Limitation Period UAE vs India

Limitation Period UAE vs India

Limitation Period UAE vs India

Jessica Saayman

  Dec 20, 2020
  by Jessica Saayman

Jessica Saayman

  Dec 20, 2020
  by Jessica Saayman

Did you know?

Law No. 5 of 1985 of the Civil Code contains general rules in relation to limitation periods for filing a case in Dubai Courts. Whilst there are several statues containing specific limitation periods for different types of disputes, there is no single rule as to what triggers a limitation period. In some cases, such as employment disputes, the limitation period commences from the end of termination of the relevant contract.

Type of Claim Time-Barred (Years) in Dubai Time-Barred (Years) in India
Contract Disputes 15 03
Commercial Contracts that are subject to the Commercial Code 10 03
Disputes relating to cheques 03 30 days to send a legal notice for cheque bounce (3 years for other cheque related disputes i.e. fraud)
Insurance disputes 03 03
Torts causing harm 03 1 (3 if exceptional circumstances)
Building contracts (defects) 10 03
Carriage of goods by sea 01 01
Employment-related disputes 01 03

Unlike with the Civil Code of UAE, the Limitation Act of 1963 in India does not allow for such an expansive view. India appears to have a blanket provision of 3 years for most claims and a few exceptions here and there on a situational basis. While in the UAE, wherever a limitation period is not prescribed for a certain claim, the common view is that a claimant has 15 years to file, unless the courts have stipulated otherwise.

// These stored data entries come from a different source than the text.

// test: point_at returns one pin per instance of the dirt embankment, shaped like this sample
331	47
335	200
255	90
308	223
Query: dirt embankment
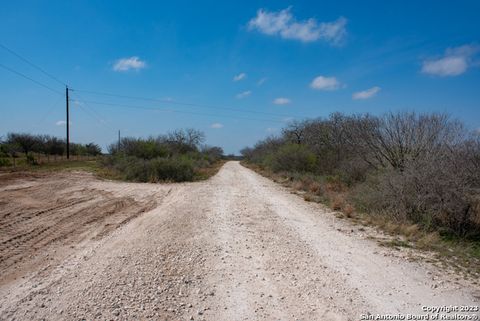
234	247
44	218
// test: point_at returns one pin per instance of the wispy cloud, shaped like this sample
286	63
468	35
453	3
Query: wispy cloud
216	125
62	123
281	101
240	76
454	62
325	83
365	94
261	81
284	24
131	63
243	94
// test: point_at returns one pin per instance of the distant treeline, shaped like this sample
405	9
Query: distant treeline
17	144
420	168
177	156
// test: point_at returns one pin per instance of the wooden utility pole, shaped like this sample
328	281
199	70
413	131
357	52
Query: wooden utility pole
68	124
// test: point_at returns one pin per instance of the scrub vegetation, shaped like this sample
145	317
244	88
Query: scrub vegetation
412	174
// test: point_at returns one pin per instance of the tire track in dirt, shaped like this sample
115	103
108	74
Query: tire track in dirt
234	247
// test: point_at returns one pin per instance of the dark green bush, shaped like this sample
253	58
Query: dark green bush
293	157
178	169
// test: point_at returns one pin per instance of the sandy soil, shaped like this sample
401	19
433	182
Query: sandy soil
235	247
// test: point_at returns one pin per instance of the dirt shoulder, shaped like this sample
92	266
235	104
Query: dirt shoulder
234	247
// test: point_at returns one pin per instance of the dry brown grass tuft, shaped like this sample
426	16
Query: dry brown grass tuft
348	210
308	198
337	203
315	188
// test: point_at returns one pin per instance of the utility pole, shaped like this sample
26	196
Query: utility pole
68	124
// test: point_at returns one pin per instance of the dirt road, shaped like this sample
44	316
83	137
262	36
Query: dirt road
235	247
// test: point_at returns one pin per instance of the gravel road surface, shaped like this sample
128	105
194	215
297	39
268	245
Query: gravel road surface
235	247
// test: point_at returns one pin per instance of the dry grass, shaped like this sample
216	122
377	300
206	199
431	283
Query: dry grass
464	256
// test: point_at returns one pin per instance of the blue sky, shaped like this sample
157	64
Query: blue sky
244	68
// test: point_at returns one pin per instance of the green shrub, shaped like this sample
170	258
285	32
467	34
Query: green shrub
5	162
178	169
293	157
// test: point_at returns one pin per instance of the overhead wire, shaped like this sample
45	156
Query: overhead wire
173	102
31	79
180	111
32	64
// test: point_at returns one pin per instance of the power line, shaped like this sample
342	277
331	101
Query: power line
180	111
90	111
31	79
32	64
182	103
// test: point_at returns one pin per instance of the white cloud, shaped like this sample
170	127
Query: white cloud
62	123
125	64
262	81
325	83
281	101
365	94
216	125
243	94
240	76
455	61
284	24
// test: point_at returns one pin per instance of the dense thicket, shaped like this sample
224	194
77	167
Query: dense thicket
16	144
423	168
177	156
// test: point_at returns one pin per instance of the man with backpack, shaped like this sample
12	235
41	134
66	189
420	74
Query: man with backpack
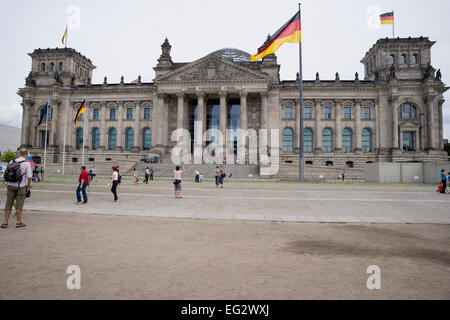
18	175
83	182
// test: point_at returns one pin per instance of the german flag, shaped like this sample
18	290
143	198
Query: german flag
64	39
80	111
289	32
387	18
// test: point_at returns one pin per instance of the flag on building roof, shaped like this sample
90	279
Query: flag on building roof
80	111
30	160
43	114
289	32
387	18
64	37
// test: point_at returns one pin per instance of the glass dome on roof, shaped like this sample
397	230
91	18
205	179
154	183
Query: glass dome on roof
236	55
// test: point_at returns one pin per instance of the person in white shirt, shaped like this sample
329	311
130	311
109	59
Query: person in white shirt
147	175
17	190
197	176
114	182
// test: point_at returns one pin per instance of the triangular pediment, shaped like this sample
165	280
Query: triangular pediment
212	68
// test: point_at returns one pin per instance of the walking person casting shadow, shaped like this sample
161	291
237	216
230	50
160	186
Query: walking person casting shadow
115	180
177	181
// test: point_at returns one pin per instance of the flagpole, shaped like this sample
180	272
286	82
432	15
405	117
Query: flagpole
64	142
393	24
45	140
84	131
301	153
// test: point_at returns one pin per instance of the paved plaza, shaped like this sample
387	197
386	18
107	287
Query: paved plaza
251	200
209	245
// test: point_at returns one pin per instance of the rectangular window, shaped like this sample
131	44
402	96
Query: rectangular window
408	141
308	114
129	113
45	135
287	112
147	114
367	113
347	113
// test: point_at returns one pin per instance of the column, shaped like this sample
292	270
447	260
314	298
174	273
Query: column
103	129
87	136
317	127
137	127
337	127
395	139
26	123
56	106
223	114
120	137
440	133
244	124
377	144
297	125
358	125
264	111
201	115
165	120
180	111
416	140
243	121
156	120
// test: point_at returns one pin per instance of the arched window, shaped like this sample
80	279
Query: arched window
147	139
403	59
347	140
307	140
79	138
366	140
392	59
112	139
327	140
129	138
407	111
95	138
288	140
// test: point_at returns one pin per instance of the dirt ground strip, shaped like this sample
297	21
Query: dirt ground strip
131	257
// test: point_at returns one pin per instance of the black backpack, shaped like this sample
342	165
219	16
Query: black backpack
13	172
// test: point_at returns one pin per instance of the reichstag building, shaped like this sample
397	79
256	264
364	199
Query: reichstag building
391	113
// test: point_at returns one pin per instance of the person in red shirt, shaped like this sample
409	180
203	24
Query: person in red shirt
83	182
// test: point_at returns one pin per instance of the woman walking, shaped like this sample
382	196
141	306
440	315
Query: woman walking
114	182
177	181
217	176
135	176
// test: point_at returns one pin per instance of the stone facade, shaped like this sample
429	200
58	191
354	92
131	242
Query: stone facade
394	113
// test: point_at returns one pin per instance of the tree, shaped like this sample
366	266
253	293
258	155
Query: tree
9	155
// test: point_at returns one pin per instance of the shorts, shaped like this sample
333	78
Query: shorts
15	193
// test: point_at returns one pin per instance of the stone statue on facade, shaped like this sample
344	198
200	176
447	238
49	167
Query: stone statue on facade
438	75
29	81
58	79
337	77
392	75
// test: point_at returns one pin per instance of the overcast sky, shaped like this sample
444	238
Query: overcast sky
124	37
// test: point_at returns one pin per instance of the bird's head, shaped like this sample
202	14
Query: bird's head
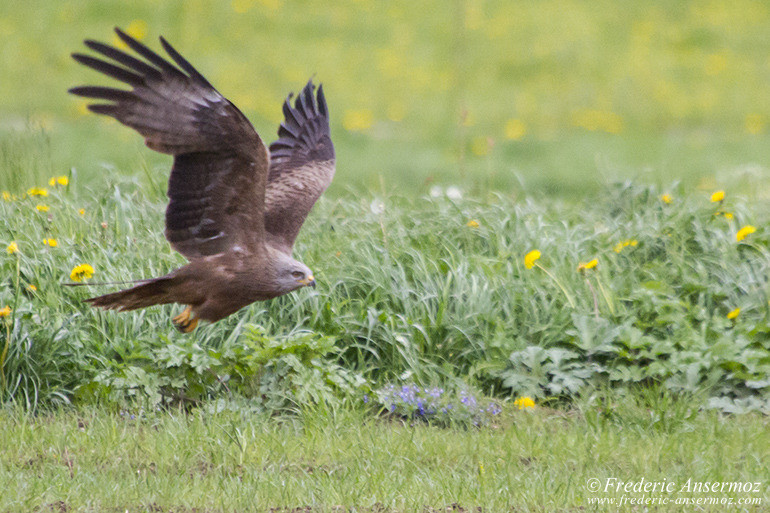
293	275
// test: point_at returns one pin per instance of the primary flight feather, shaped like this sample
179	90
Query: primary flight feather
234	208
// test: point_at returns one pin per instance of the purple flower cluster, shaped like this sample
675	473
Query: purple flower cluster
435	404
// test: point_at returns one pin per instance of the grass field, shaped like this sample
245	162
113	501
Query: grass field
560	96
544	260
530	461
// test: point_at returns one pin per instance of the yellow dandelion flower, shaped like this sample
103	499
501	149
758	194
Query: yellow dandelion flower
727	215
37	191
624	244
530	258
588	265
744	232
81	272
58	180
515	129
358	120
524	402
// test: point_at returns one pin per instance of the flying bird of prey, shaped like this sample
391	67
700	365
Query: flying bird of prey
234	207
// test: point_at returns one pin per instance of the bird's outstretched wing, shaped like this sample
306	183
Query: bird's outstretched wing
301	166
217	185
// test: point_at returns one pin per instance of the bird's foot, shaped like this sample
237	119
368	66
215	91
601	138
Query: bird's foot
185	322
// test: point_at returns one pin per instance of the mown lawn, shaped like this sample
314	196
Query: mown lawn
345	460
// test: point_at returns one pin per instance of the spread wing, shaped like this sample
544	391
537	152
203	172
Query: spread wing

Did Covid-19 impact the limitation periods?

In Dubai, there have been little to no adverse effects on the law or how the courts run due to the Virus. In contrast India has suffered a significant blow due to the negative effects of the Virus in their society and their economy. Lawyers/litigants were unable to physically attend court to file proceedings and as a result Chief Justice S.A. Bobde of the Hon’ble Supreme Court of India issued an order (also known as “suo moto” ), exercising the extraordinary powers under Article 142 of the Constitution of India lifting the period of limitation in all proceedings under a general and special law, whether or not its delay is condonable, with effect from the 15th of March 2020 until further notice. It was clarified in Sagufa Ahmed v Upper Assam Plywood Products Ltd that the suo moto order was meant only to extend the “prescribed period” of Limitation and not any period beyond the “prescribed period”. That the implication of such an order was that the period of limitation stopped running and it would be resumed from the date which will be notified by the Hon’ble Supreme Court.

For instance, if an order was passed by a lower Court on the 10th of March, the period to file an appeal to the concerned High Court is 30 days from then. As the limitation period has been suspended on the 15th of March, the aggrieved party will still have 25 days to file the appeal once the Courts reopen.

Additionally, there is now an option of e-filling and video conferencing provided the Judge is satisfied with the reasons for urgency.

But why do limitation periods matter?

The Limitation Act is a procedural enactment. The object of the statute is based on the Legal Maxim “Vigilantibus non-dorminetibus jura subveniunt”, meaning “the law comes to the assistance of the vigilant”. Limitation periods exist to bring certainty and finality in litigation and to avoid parties disputing over historical events which may risk an unfair trial due to inaccurate recollection or loss of valuable evidence necessary for both a claimant and a defendant.